In this chapter we discuss the results of two event-related potential (henceforth ERP) experiments which investigate the psychological validity of corpus-derived collocations. ERPs are momentary changes in brain electrical activity due to certain stimulus. There is a large body of literature showing that distinct ERP responses are elicited by reading sentences containing grammatical errors (e.g. Osterhout & Holcomb, 1992) and semantic errors (e.g. Kutas & Hillyard, 1980). There are also studies which investigate the ERP response to reading collocational errors in the absence of grammatical or semantic errors (Molinaro & Carreiras, 2010, Molinaro, Barraza, & Carreiras, 2013; Siyanova-Chanturia, Conklin, Caffarra, Kaan, & van Heuven, 2017). However, these studies tend to focus on idioms and other highly fixed multi-word expressions. In this chapter, we adopt a more fluid conceptualization of collocation by focusing on adjective-noun bigrams which have a high transition probability. Transition probability is calculated by dividing the number of times the bigram X-then-Y occurs in the written BNC1994 by the number of times word X occurs in the written BNC1994 altogether.

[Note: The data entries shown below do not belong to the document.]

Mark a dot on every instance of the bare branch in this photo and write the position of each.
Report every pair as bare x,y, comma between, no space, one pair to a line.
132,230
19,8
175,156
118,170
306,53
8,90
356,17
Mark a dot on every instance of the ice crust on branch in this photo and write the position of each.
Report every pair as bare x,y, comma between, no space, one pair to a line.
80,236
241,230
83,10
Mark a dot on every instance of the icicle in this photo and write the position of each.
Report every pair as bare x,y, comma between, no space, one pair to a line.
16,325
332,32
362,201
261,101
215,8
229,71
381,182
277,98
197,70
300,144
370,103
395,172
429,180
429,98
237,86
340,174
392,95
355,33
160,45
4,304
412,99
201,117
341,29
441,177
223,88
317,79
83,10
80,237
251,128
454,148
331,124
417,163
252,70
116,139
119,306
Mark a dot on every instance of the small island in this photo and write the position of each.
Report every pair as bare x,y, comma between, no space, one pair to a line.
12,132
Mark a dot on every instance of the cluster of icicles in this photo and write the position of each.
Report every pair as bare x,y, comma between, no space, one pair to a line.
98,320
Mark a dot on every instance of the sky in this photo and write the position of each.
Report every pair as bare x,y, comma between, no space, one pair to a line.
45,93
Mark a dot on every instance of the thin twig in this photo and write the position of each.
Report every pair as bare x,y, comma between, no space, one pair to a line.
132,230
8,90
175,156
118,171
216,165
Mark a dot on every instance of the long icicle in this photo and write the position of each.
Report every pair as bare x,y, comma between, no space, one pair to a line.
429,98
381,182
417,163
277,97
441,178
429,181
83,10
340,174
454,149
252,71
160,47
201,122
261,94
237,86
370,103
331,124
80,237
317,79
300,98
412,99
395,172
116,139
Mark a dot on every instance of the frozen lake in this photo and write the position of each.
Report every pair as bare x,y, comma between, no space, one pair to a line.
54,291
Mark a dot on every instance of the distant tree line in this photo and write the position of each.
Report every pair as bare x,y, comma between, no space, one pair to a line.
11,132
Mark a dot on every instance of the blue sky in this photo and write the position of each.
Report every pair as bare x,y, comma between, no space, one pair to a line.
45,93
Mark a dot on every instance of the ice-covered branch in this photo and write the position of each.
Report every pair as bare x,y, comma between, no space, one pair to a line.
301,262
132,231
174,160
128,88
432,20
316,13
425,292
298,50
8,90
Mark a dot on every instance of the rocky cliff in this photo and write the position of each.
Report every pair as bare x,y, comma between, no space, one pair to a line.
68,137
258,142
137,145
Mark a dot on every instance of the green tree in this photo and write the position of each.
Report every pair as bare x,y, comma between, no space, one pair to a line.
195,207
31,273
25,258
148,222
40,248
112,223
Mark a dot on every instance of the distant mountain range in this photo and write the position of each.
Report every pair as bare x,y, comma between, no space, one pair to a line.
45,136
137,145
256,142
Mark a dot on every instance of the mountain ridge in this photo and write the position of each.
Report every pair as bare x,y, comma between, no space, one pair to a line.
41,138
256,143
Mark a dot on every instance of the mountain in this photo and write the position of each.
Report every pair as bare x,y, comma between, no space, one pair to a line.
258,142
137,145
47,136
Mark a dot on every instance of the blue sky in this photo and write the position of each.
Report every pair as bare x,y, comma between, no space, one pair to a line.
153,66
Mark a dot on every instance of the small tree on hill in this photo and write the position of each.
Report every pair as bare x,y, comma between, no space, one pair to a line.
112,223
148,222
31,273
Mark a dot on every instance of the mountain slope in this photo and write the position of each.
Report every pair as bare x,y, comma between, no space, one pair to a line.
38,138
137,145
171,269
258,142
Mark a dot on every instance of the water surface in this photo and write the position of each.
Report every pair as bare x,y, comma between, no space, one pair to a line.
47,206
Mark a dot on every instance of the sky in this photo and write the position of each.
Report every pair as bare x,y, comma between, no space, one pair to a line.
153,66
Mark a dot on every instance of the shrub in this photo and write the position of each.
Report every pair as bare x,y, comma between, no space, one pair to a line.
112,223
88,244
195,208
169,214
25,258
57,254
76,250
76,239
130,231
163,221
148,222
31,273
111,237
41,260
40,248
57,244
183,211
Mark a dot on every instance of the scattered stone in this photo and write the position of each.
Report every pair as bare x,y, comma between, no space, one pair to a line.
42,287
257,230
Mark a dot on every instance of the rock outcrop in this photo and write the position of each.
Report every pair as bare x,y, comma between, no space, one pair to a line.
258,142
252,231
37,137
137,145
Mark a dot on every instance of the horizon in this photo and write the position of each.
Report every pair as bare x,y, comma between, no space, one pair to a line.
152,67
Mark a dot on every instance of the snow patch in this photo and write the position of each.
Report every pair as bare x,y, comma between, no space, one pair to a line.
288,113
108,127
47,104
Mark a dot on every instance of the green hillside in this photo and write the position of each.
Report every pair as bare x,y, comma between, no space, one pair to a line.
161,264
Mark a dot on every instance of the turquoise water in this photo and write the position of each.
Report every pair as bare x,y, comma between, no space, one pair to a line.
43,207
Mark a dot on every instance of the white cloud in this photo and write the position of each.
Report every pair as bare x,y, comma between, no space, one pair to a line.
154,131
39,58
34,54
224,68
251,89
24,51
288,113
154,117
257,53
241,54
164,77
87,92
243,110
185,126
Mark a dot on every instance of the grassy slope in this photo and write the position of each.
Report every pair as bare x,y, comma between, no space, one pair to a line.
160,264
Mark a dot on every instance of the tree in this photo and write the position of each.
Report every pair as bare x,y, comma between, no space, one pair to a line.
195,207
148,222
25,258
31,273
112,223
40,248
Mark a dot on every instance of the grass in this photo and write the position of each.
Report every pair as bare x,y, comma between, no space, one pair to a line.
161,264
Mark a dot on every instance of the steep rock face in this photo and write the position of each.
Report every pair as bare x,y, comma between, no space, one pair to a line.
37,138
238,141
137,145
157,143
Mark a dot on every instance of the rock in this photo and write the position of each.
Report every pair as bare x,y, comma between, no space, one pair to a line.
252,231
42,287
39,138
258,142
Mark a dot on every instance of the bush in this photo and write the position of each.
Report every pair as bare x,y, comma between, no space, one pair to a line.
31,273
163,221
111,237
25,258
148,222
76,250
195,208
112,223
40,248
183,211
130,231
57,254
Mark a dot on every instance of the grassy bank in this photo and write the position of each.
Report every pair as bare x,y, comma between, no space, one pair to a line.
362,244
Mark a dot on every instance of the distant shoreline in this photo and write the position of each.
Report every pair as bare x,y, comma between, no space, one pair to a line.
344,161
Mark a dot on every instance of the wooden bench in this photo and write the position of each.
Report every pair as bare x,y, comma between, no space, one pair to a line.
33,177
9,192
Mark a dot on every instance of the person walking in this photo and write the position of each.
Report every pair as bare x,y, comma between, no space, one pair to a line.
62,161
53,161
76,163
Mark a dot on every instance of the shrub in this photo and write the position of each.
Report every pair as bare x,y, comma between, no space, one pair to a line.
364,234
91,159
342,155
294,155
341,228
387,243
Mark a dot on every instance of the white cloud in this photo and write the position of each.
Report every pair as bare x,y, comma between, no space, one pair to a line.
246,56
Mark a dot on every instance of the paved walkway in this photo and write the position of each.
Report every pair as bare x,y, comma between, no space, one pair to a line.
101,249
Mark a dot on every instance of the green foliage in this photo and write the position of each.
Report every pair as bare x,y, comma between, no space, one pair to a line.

In Experiment 1, we show that reading a non-collocational bigram elicits a brain response known in ERP research as the N400 effect, where a negative voltage deflection occurs 400 ms after the onset of the stimulus. We replicate this finding using a different set of experimental bigrams in Experiment 2 Part 1. Then, in Experiment 2 Part 2, we show that there is a strong correlation between the transition probability of a collocational bigram and the amplitude of the N400. In Experiment 2 Part 2 we also correlate the amplitude of the N400 with other association measures (namely mutual information, MI3, z-score, t-score, log-likelihood, Dice coefficient, and raw frequency), showing that the association measures with the most psychological validity are hybrid measures, that is, those which combine both significance and effect size, or significance/effect size and frequency.